労働契約法16条は職員さんから見た場合、事業所がなした解雇に「ちゃんとした理由があった」と証明させる根拠条文となります。

「合理性」と「相当性」が問題となります。以下、説明します。

「合理性」とは

① 事業所の解雇の必要性と職員が受ける不利益の程度を比較した時にどちらが重大か

② 解雇回避努力義務(配置転換、異動、その他労働条件の変更等)を果たしたか否か

③ 能力不足であれば再教育、再指導を行ったか否か(ある一定の能力があることを前提に雇用した場合は、再教育や再指導の要件は緩和される可能性がある)

④ 勤務態度不良であれば、注意・指導は行ったか否か


⑤ 職員の過去・現在・将来の見通しを前提とした評価であるか否か

「相当性」とは

「相当性」は、「合理性」が肯定(解雇が有効)された場合において二次的に審査される場合に検討される場合がある。(高知放送事件・第二小判昭和52・1・31)

① 解雇の理由が事業所から排除しなければならない程の理由か否か

② 事業所で働く他の職員と平等に扱った結果であるか否か

③ 解雇に際して、職員に十分な説明をし、職員の説明を聴取してきたか否か

※なお、具体的判断は個別事案によります。一般的には上記判断基準以外にも職員にとって有利な事案を拾い、総合的に判断される可能性があります。

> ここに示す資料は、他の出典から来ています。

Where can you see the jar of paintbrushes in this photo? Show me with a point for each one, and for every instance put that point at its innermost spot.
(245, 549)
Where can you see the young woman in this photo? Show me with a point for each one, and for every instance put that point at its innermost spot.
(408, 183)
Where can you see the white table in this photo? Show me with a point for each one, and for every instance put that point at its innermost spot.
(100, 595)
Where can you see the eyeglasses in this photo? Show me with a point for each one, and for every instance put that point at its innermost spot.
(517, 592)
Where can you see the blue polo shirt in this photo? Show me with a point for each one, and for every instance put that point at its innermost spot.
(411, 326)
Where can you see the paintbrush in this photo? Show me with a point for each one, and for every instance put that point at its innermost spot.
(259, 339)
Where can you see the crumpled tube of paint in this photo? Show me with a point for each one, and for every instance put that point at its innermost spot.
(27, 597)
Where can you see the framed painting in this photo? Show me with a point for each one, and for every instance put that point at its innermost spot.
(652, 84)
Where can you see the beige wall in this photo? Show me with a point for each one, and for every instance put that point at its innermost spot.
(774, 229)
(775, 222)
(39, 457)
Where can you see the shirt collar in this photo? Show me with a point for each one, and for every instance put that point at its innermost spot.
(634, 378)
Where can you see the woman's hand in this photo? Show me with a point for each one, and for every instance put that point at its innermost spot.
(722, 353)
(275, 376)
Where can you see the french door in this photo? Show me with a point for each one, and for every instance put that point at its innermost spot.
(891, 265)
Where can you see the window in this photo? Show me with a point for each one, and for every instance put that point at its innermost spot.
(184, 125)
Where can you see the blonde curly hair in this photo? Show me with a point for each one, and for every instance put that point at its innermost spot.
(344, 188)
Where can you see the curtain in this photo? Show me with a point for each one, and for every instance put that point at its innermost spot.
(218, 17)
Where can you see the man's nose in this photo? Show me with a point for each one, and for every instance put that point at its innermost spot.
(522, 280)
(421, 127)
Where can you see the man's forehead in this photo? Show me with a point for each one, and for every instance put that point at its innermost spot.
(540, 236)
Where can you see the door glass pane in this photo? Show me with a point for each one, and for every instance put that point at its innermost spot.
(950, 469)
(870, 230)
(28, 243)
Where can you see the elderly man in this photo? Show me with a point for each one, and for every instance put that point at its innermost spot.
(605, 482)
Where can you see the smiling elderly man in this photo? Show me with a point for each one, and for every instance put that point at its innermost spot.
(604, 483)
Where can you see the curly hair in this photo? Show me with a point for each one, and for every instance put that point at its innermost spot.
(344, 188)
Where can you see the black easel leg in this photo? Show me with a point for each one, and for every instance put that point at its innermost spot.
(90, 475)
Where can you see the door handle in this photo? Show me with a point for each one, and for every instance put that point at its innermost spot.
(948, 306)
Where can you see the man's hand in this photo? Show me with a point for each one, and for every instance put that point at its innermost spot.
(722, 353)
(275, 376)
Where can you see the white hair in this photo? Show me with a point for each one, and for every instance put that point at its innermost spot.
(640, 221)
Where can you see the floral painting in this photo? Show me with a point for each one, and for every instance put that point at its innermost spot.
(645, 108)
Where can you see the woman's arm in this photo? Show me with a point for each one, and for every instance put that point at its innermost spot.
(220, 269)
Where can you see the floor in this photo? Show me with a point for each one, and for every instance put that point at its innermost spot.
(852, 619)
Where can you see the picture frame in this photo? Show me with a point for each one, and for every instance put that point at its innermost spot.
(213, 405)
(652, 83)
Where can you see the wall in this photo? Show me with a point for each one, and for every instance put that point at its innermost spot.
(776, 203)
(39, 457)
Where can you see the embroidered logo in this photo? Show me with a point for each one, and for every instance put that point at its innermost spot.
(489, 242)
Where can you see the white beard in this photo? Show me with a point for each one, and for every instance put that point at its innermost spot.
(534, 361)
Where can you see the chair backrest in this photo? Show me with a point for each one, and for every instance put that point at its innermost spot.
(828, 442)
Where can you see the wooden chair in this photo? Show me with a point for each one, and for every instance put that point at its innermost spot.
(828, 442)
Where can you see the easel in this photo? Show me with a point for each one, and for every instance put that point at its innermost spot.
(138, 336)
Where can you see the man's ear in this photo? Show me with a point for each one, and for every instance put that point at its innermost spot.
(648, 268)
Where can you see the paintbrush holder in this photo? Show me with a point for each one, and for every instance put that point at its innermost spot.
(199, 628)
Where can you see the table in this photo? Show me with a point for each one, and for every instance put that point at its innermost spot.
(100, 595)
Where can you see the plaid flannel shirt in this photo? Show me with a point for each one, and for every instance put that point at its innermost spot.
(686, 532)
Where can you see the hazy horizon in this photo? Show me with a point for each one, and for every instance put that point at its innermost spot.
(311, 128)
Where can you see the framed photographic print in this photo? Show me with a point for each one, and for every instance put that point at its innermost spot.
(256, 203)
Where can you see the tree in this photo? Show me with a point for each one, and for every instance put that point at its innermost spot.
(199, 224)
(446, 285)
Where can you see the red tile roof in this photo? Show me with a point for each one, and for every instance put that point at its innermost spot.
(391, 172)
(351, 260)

解雇を検討されている事業所さま。まずは、「合理性」と「相当性」について考えてみてはいかがでしょうか。

これらの基準を意識し、職員さんと向き合う過程で、意外にも物事は好転するかもしれませんね。

そして、注意や指導、再教育等をした場合、記録はきちんと書面等でとりましょう。事業所が解雇を選択しないようにいかに努力してきたか証明する証拠にもなります。

最近ご相談が多いのは採用したら能力不足・勤務態度が悪かった、等です。

「採用の自由」は事業所にあります。(三菱樹脂事件 最高裁昭和48・12・12大法廷判決)採用の段階で、事業所に適した人材か否かを見極める力、ツールを活かす必要性がますます増していると思われます。